Após roubo de querosene, Cumbica pediu para aviões não abastecerem no local

Após roubo de querosene, Cumbica pediu para aviões não abastecerem no local

Um furto de querosene de aviação que aconteceu na semana passada levou a concessionária do aeroporto de Guarulhos a pedir que as companhias aéreas deixassem de encher o tanque de suas aeronaves em Cumbica temporariamente.
Segundo a Transpetro, responsável pelo fornecimento, o furto de combustível em um oleoduto no município foi descoberto na madrugada de domingo (25) e causou interrupção temporária no abastecimento.

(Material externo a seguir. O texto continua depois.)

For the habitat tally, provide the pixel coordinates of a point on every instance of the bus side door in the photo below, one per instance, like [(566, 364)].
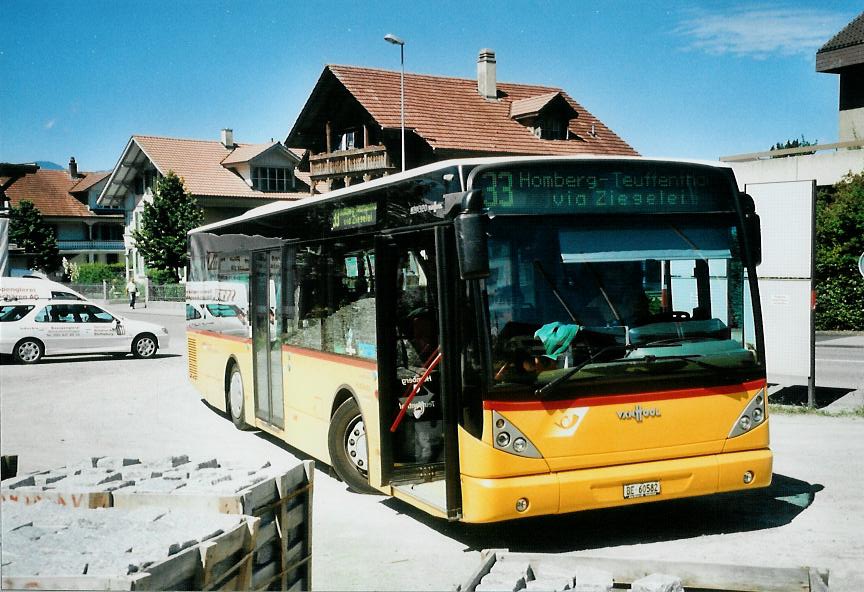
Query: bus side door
[(410, 378)]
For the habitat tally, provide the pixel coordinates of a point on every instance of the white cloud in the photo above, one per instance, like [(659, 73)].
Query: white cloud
[(760, 31)]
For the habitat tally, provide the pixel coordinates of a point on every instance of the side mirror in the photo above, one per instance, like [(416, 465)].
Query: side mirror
[(752, 230), (472, 244)]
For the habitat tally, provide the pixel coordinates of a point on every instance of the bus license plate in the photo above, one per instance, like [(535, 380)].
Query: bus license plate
[(646, 489)]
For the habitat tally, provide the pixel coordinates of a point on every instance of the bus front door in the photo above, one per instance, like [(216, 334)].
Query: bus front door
[(410, 383), (266, 316)]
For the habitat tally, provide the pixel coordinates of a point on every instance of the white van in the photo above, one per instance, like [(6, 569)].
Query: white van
[(36, 327), (33, 288)]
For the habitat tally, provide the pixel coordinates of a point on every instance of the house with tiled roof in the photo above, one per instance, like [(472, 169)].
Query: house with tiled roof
[(351, 122), (67, 199), (843, 54), (226, 178)]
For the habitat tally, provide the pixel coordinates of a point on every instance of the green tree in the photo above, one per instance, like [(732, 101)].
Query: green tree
[(161, 236), (839, 244), (796, 143), (28, 230)]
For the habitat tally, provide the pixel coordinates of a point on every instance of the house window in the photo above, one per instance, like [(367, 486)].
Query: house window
[(272, 179), (146, 180), (551, 128), (348, 140)]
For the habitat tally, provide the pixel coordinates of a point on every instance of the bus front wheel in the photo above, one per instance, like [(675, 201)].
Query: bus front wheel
[(348, 450), (234, 396)]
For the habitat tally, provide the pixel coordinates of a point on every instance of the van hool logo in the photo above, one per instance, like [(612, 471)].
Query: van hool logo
[(639, 413)]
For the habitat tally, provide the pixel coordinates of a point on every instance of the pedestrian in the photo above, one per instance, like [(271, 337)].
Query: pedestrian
[(132, 290)]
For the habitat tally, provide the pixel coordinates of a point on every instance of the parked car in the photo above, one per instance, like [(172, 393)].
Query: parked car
[(33, 328), (222, 317), (32, 288)]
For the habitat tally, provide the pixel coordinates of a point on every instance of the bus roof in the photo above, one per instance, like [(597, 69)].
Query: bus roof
[(459, 164)]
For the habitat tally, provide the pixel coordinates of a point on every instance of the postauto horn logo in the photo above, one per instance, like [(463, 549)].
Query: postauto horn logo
[(638, 413)]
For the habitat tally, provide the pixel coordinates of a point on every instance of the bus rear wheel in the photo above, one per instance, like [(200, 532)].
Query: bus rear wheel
[(235, 399), (348, 450)]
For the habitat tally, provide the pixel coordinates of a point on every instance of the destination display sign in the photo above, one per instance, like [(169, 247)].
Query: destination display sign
[(620, 187), (354, 216)]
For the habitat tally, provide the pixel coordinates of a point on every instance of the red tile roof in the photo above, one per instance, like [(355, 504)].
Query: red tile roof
[(532, 104), (449, 113), (246, 152), (199, 164), (49, 192), (88, 181)]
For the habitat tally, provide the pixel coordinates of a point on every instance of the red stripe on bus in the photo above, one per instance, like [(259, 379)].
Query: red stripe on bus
[(621, 399), (220, 335), (330, 357)]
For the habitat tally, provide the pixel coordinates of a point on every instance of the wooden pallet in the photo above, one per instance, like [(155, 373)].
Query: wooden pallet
[(221, 563), (283, 556), (694, 576)]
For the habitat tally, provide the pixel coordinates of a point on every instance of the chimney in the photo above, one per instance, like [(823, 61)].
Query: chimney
[(228, 137), (486, 83)]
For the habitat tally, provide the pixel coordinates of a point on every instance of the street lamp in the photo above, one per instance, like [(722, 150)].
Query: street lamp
[(391, 38)]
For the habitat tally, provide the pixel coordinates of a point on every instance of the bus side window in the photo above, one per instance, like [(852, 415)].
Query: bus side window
[(334, 299)]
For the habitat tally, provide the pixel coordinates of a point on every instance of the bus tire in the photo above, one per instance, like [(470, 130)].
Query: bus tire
[(28, 351), (235, 400), (348, 449), (144, 346)]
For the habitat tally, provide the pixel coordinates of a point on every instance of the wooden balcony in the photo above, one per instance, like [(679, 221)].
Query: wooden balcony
[(372, 160)]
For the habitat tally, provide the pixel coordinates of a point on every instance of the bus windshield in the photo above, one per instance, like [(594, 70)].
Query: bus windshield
[(582, 303)]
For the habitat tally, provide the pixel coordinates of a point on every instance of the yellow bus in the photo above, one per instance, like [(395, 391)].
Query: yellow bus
[(489, 339)]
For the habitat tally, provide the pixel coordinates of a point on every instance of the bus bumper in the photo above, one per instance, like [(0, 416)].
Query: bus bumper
[(490, 500)]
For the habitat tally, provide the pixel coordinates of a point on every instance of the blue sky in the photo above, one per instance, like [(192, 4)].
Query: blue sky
[(683, 79)]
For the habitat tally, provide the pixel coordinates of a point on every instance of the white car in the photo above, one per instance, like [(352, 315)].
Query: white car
[(31, 329)]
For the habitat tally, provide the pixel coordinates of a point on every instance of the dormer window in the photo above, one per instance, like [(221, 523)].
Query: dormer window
[(273, 179), (551, 128), (548, 116)]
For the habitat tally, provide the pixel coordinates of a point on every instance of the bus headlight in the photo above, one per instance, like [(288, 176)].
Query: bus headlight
[(753, 415), (507, 438)]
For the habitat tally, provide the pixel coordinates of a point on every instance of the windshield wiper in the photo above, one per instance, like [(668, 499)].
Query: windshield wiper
[(649, 359), (676, 341), (567, 375), (687, 358)]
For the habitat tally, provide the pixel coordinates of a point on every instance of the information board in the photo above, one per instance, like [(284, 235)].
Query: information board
[(785, 277)]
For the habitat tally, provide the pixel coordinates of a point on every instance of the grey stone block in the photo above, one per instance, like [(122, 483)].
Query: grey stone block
[(657, 583), (592, 580)]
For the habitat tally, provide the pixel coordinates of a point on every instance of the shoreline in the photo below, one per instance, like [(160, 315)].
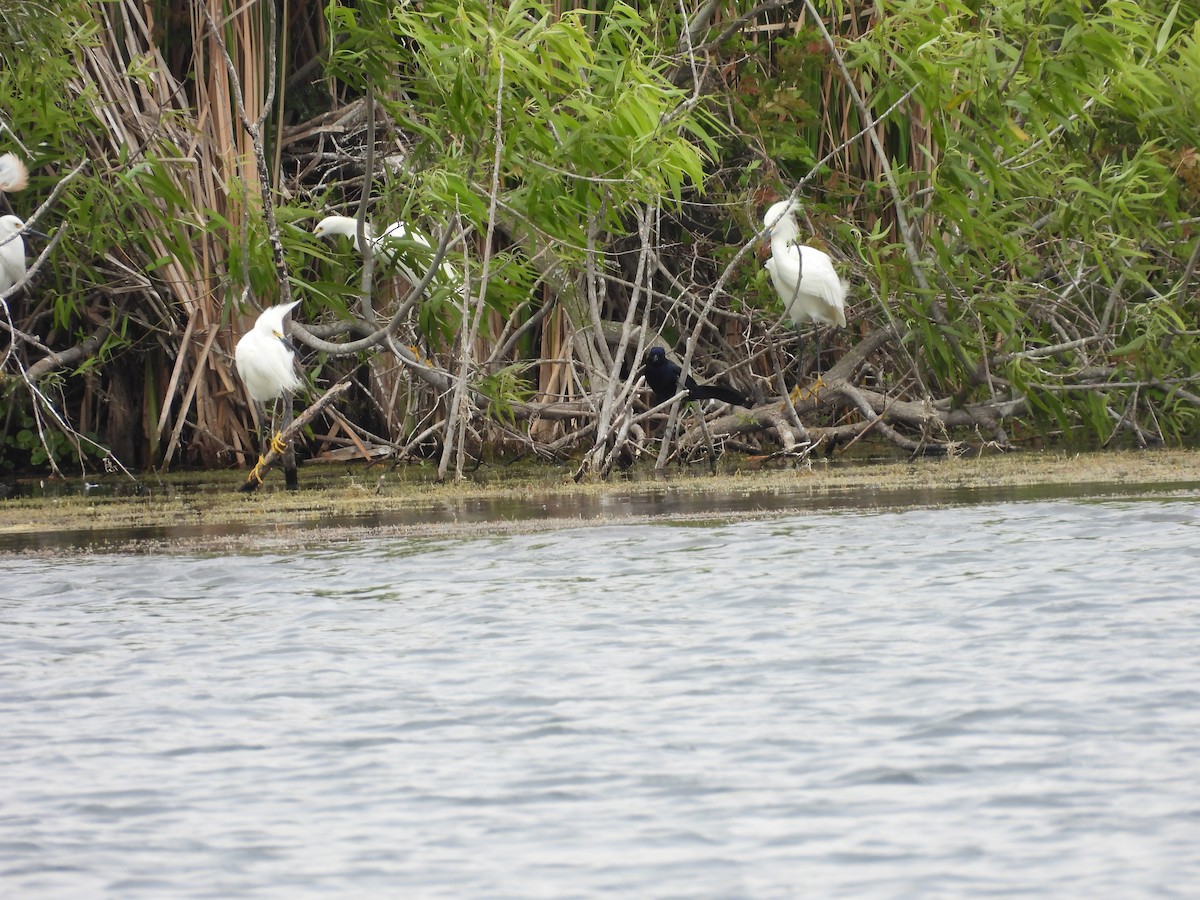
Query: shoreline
[(203, 511)]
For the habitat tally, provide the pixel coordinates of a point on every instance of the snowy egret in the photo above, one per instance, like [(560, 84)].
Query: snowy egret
[(12, 252), (267, 365), (12, 246), (385, 245), (803, 276), (664, 378), (12, 173)]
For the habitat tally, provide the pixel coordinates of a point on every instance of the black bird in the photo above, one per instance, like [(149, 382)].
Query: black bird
[(663, 376)]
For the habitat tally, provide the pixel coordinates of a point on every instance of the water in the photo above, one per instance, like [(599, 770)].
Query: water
[(988, 700)]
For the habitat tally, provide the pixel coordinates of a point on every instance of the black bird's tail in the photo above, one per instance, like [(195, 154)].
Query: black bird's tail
[(719, 391)]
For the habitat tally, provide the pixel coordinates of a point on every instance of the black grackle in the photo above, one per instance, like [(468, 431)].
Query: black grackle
[(663, 376)]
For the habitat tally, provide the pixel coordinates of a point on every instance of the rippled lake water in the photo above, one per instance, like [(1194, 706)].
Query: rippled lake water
[(999, 699)]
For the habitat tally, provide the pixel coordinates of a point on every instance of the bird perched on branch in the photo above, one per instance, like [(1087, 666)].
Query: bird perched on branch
[(803, 276), (12, 173), (388, 245), (12, 246), (664, 378), (267, 365)]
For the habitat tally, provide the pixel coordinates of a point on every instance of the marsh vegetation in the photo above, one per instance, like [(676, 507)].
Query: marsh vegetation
[(1009, 190)]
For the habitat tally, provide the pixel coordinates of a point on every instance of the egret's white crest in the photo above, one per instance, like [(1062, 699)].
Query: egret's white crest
[(12, 246), (12, 252), (264, 358), (12, 173), (803, 276), (385, 245)]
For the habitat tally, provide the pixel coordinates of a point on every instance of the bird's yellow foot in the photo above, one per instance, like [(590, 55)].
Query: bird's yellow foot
[(257, 472), (813, 391)]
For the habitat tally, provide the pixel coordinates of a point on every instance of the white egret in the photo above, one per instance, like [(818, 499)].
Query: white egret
[(385, 245), (803, 276), (12, 246), (267, 365), (12, 252), (12, 173)]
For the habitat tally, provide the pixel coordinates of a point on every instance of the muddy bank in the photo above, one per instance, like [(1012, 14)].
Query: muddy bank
[(205, 514)]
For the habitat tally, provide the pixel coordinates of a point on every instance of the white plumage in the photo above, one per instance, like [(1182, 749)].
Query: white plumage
[(12, 249), (265, 360), (385, 245), (803, 276), (12, 173), (12, 252)]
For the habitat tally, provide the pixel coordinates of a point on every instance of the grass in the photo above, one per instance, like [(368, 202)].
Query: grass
[(204, 511)]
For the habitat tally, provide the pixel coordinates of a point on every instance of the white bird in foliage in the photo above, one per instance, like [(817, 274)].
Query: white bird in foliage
[(803, 276), (265, 361), (12, 173), (387, 245), (12, 246), (12, 252)]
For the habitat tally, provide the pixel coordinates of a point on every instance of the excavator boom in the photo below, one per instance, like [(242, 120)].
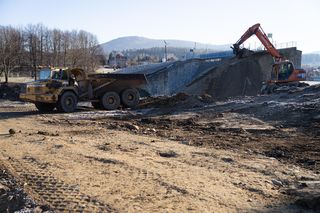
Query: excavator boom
[(258, 31), (283, 71)]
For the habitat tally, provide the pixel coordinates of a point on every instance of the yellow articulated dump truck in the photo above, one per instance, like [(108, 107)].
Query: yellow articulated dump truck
[(64, 88)]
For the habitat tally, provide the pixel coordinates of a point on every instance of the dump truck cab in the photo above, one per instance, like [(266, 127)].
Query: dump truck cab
[(64, 88), (46, 92)]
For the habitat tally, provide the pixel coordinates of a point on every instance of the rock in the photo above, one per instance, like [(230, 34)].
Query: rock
[(185, 142), (168, 154), (277, 182), (12, 131), (132, 127), (227, 159)]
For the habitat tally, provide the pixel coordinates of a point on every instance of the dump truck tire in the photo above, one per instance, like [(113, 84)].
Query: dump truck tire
[(45, 107), (110, 101), (96, 105), (130, 97), (67, 102)]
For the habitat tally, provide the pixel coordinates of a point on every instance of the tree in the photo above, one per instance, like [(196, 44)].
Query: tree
[(10, 49)]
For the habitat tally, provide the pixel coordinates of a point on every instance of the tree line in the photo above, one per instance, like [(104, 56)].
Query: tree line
[(36, 45)]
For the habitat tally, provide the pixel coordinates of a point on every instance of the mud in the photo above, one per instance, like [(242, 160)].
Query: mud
[(10, 91), (13, 198)]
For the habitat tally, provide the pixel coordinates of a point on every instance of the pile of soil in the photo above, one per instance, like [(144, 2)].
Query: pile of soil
[(234, 77), (10, 91)]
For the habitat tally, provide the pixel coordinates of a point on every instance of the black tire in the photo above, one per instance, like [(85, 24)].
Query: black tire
[(45, 107), (110, 101), (130, 97), (272, 88), (96, 105), (67, 102)]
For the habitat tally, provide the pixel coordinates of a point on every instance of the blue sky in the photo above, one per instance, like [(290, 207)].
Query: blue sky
[(207, 21)]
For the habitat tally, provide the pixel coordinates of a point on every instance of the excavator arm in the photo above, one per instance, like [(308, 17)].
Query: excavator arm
[(258, 31)]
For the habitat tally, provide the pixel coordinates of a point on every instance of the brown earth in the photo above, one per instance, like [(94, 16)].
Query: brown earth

Após a identificação do crime, a concessionária GRU Airport enviou um comunicado às companhias aéreas informando que foram mais de 24 horas de buscas até a identificação do problema, com duas suspensões no abastecimento.
“Em função disso, solicito a todas as empresas aéreas que abasteçam suas aeronaves com destino a Guarulhos em sua capacidade máxima em suas origens, de forma a abastecer o mínimo após seu pouso” em Guarulhos, escreveu Miguel Dau, diretor de operações da GRU Airport.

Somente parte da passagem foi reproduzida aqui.